Cinglante satire dans tous les sens, Nowhere est un no man’s land moral, cinglé et survirvoltant. Araki confère à son film un psychédélisme ravageur. Les cadrage, photo, montage, déco pour l’ecsta des yeux. Pour le son : Massive Attack, The Cheminal Brothers, Blur, Nine Inch Nails, Portishead, Radiohead, Marilyn Manson… Un climat d’overdose, de transe sexuelle, de suprême déglingue.

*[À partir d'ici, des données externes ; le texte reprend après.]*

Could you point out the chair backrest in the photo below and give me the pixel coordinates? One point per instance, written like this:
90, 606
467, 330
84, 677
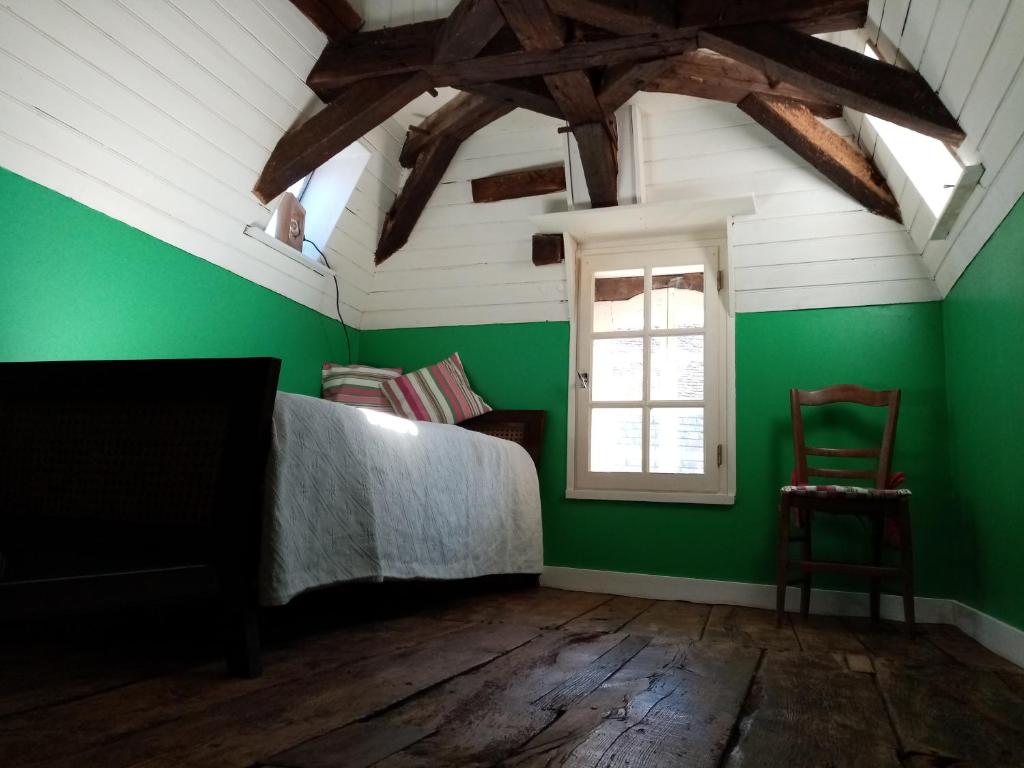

Pourtant l’euphorie hallucinogène a un prix : la gueule de bois. Car chaque biture dissimule sa douleur et ses ténèbres. Nowhere est un rêve réveillé, un cauchemar hilare. Cauchemar beatnik (au sens unique de dégénération ou génération déglinguée) de l’ère post-industrielle et pré-millénarienne, la vision d’Araki est inversement sombrissime à la chaleur de sa peinture. Le personnage crucial, Dark, est un albatros spatio-temporel. Un no where man qui ne sait plus où il en est, s’il l’a jamais su. Moitié ahuri, moitié désespéré par le chaos frénétique qui l’encercle et l’embringue.
Légèrement grave et gravement léger, Araki navigue assez brillamment entre irréel et vérité. Son film est tapageur, distordu, dissonnant, saugrenu, perturbé, incongru, fantasque mais juste. Sûrement cette justesse qu’il manquait à The Doom Generation (son métrage précédent). Le style outrancier et saturant du metteur y tournait à vide. Nowhere parvient à une sorte de dislocation poétique, d’innocence trash, de kitsch subversif ou de punk guimauve ; comme une merde au coeur d’une barbe-à-papa. Une beauté convulsive et paradoxale, dont on regrette seulement qu’elle ne s’engouffre pas plus loin encore dans la percée esthétique et critique.